Una telefonata, a dire il vero, Fedele l'ha ricevuta intorno alle 4 del mattino da parte dell'Aipo, l'agenzia interregionale per il Po; telefonata che lo informava dei livelli in aumento, ma senza particolari preoccupazioni. In ogni caso, ha spiegato ieri ai membri della Commissione, il funzionario stesso decide di far scattare la procedura e contatta il dipendente comunale reperibile per le emergenze. Il sindaco però non viene avvertito. E Fedele spiega che, in base alle informazioni che aveva, non sembrava necessario.

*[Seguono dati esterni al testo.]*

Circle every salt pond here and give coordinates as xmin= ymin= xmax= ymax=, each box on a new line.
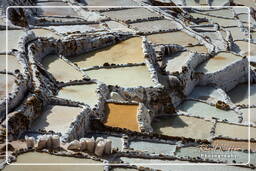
xmin=31 ymin=106 xmax=82 ymax=134
xmin=86 ymin=66 xmax=155 ymax=87
xmin=196 ymin=52 xmax=242 ymax=73
xmin=4 ymin=152 xmax=103 ymax=171
xmin=152 ymin=116 xmax=213 ymax=139
xmin=69 ymin=37 xmax=144 ymax=68
xmin=105 ymin=103 xmax=139 ymax=131
xmin=57 ymin=84 xmax=98 ymax=107
xmin=42 ymin=55 xmax=83 ymax=81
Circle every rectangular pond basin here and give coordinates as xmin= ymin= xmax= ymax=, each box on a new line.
xmin=178 ymin=100 xmax=238 ymax=122
xmin=196 ymin=52 xmax=242 ymax=73
xmin=0 ymin=74 xmax=15 ymax=100
xmin=152 ymin=116 xmax=213 ymax=139
xmin=130 ymin=141 xmax=176 ymax=155
xmin=212 ymin=139 xmax=256 ymax=151
xmin=42 ymin=55 xmax=83 ymax=82
xmin=228 ymin=83 xmax=256 ymax=105
xmin=165 ymin=51 xmax=189 ymax=74
xmin=189 ymin=86 xmax=225 ymax=103
xmin=102 ymin=8 xmax=160 ymax=21
xmin=0 ymin=30 xmax=25 ymax=52
xmin=69 ymin=37 xmax=144 ymax=68
xmin=240 ymin=108 xmax=256 ymax=125
xmin=37 ymin=1 xmax=78 ymax=16
xmin=130 ymin=20 xmax=178 ymax=32
xmin=147 ymin=31 xmax=198 ymax=46
xmin=4 ymin=152 xmax=103 ymax=171
xmin=86 ymin=66 xmax=155 ymax=87
xmin=31 ymin=28 xmax=60 ymax=39
xmin=176 ymin=146 xmax=248 ymax=164
xmin=57 ymin=84 xmax=98 ymax=107
xmin=31 ymin=106 xmax=82 ymax=135
xmin=105 ymin=103 xmax=140 ymax=131
xmin=0 ymin=55 xmax=21 ymax=72
xmin=215 ymin=123 xmax=256 ymax=139
xmin=85 ymin=133 xmax=122 ymax=149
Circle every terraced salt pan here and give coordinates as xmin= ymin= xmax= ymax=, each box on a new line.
xmin=165 ymin=51 xmax=189 ymax=73
xmin=0 ymin=55 xmax=21 ymax=72
xmin=178 ymin=100 xmax=238 ymax=122
xmin=176 ymin=146 xmax=248 ymax=163
xmin=4 ymin=152 xmax=103 ymax=171
xmin=31 ymin=106 xmax=82 ymax=135
xmin=69 ymin=37 xmax=144 ymax=68
xmin=152 ymin=116 xmax=213 ymax=139
xmin=0 ymin=30 xmax=25 ymax=52
xmin=235 ymin=41 xmax=256 ymax=56
xmin=228 ymin=84 xmax=256 ymax=105
xmin=0 ymin=74 xmax=15 ymax=100
xmin=212 ymin=139 xmax=256 ymax=151
xmin=186 ymin=46 xmax=208 ymax=53
xmin=47 ymin=24 xmax=100 ymax=34
xmin=130 ymin=141 xmax=176 ymax=155
xmin=86 ymin=66 xmax=155 ymax=87
xmin=85 ymin=133 xmax=122 ymax=149
xmin=57 ymin=84 xmax=98 ymax=107
xmin=240 ymin=108 xmax=256 ymax=125
xmin=105 ymin=21 xmax=133 ymax=32
xmin=37 ymin=1 xmax=78 ymax=16
xmin=215 ymin=123 xmax=256 ymax=139
xmin=102 ymin=8 xmax=160 ymax=21
xmin=189 ymin=86 xmax=225 ymax=103
xmin=86 ymin=0 xmax=138 ymax=6
xmin=105 ymin=103 xmax=139 ymax=131
xmin=147 ymin=31 xmax=198 ymax=46
xmin=42 ymin=55 xmax=83 ymax=81
xmin=130 ymin=20 xmax=179 ymax=32
xmin=196 ymin=52 xmax=241 ymax=73
xmin=32 ymin=29 xmax=60 ymax=39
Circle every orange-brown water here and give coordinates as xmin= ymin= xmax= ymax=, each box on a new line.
xmin=105 ymin=103 xmax=139 ymax=131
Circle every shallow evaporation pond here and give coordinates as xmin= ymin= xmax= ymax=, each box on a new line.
xmin=212 ymin=139 xmax=256 ymax=151
xmin=176 ymin=144 xmax=248 ymax=163
xmin=85 ymin=133 xmax=122 ymax=149
xmin=129 ymin=141 xmax=176 ymax=155
xmin=215 ymin=123 xmax=256 ymax=139
xmin=32 ymin=28 xmax=60 ymax=39
xmin=0 ymin=30 xmax=25 ymax=52
xmin=86 ymin=66 xmax=155 ymax=87
xmin=130 ymin=20 xmax=181 ymax=32
xmin=165 ymin=51 xmax=190 ymax=73
xmin=147 ymin=31 xmax=198 ymax=46
xmin=178 ymin=100 xmax=238 ymax=122
xmin=57 ymin=84 xmax=98 ymax=107
xmin=105 ymin=103 xmax=139 ymax=131
xmin=32 ymin=106 xmax=82 ymax=135
xmin=4 ymin=152 xmax=103 ymax=171
xmin=0 ymin=74 xmax=15 ymax=100
xmin=0 ymin=55 xmax=21 ymax=72
xmin=152 ymin=116 xmax=213 ymax=139
xmin=103 ymin=8 xmax=160 ymax=21
xmin=240 ymin=108 xmax=256 ymax=125
xmin=42 ymin=55 xmax=83 ymax=81
xmin=186 ymin=45 xmax=208 ymax=53
xmin=235 ymin=41 xmax=256 ymax=56
xmin=196 ymin=52 xmax=242 ymax=73
xmin=69 ymin=37 xmax=144 ymax=68
xmin=86 ymin=0 xmax=138 ymax=6
xmin=189 ymin=86 xmax=225 ymax=103
xmin=228 ymin=83 xmax=256 ymax=105
xmin=37 ymin=1 xmax=78 ymax=16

In realtà lo era, visto che già due ore prima (intorno alle due) un'ondata di piena ampiamente oltre ogni evento mai registrato nel Piacentino aveva devastato Farini e la Valnure, Marsaglia e l'alta Valtrebbia e buona parte della Valdaveto dove se non ci sono stati morti è un miracolo. Ma al funzionario comunale questa informazione non arriva. E spiega nel dettaglio quali sono le comunicazioni che ha ricevuto dal Comitato operativo regionale di Protezione civile: la prima email (senza telefonate per segnalarne l'invio) è delle 4,39 e riguarda l'allerta per il Trebbia. Dieci minuti dopo arriva una email di tenore uguale per il Nure. Alle 5,44 arriva una nuova email con un aggiornamento sulla situazione del Trebbia che doveva essere dettagliato in un file allegato che tuttavia non era presente; ma che in ogni caso non sarebbe stato di particolare utilità, e lo si è scoperto quando è poi arrivato alle 8,38: del tutto generico, dice Fedele. A quell'ora Roncaglia era già sott'acqua.

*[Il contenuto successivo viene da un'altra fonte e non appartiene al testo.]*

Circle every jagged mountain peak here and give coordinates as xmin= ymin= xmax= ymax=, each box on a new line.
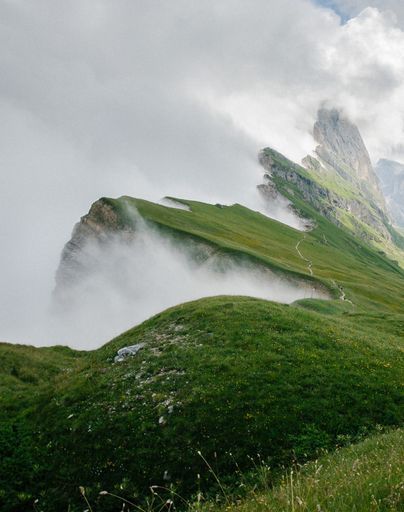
xmin=305 ymin=108 xmax=385 ymax=209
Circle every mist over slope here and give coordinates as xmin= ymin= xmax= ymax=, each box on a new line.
xmin=52 ymin=217 xmax=327 ymax=349
xmin=0 ymin=0 xmax=404 ymax=348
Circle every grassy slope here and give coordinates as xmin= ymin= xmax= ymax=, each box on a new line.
xmin=110 ymin=193 xmax=404 ymax=312
xmin=211 ymin=430 xmax=404 ymax=512
xmin=0 ymin=163 xmax=404 ymax=510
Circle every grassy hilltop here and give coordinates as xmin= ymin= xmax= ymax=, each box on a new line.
xmin=0 ymin=153 xmax=404 ymax=512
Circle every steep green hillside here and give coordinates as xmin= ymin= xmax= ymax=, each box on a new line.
xmin=0 ymin=297 xmax=404 ymax=511
xmin=102 ymin=194 xmax=404 ymax=312
xmin=205 ymin=430 xmax=404 ymax=512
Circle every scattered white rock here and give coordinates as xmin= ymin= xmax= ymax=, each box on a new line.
xmin=114 ymin=343 xmax=145 ymax=363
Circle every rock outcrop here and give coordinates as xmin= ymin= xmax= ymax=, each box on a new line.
xmin=56 ymin=198 xmax=136 ymax=292
xmin=376 ymin=159 xmax=404 ymax=227
xmin=305 ymin=109 xmax=385 ymax=206
xmin=258 ymin=148 xmax=390 ymax=243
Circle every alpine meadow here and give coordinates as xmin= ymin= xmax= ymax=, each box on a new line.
xmin=0 ymin=0 xmax=404 ymax=512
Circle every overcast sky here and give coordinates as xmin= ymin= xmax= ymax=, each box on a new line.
xmin=0 ymin=0 xmax=404 ymax=341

Gaetano Fedele riferisce poi di tre comunicazioni di allerta consecutive inviate dalla Prefettura di Piacenza tra le 6,56 e le 7,16, ovvero quando il Nure aveva già mietuto le sue tre vittime a Recesio di Bettola, dove era crollata la Provinciale, e quando Farini, Marsaglia e la Valdaveto erano già state invase dal fango, e Roncaglia stava per essere allagata; peraltro in zone non considerate a rischio (altro punto su cui riflettere). 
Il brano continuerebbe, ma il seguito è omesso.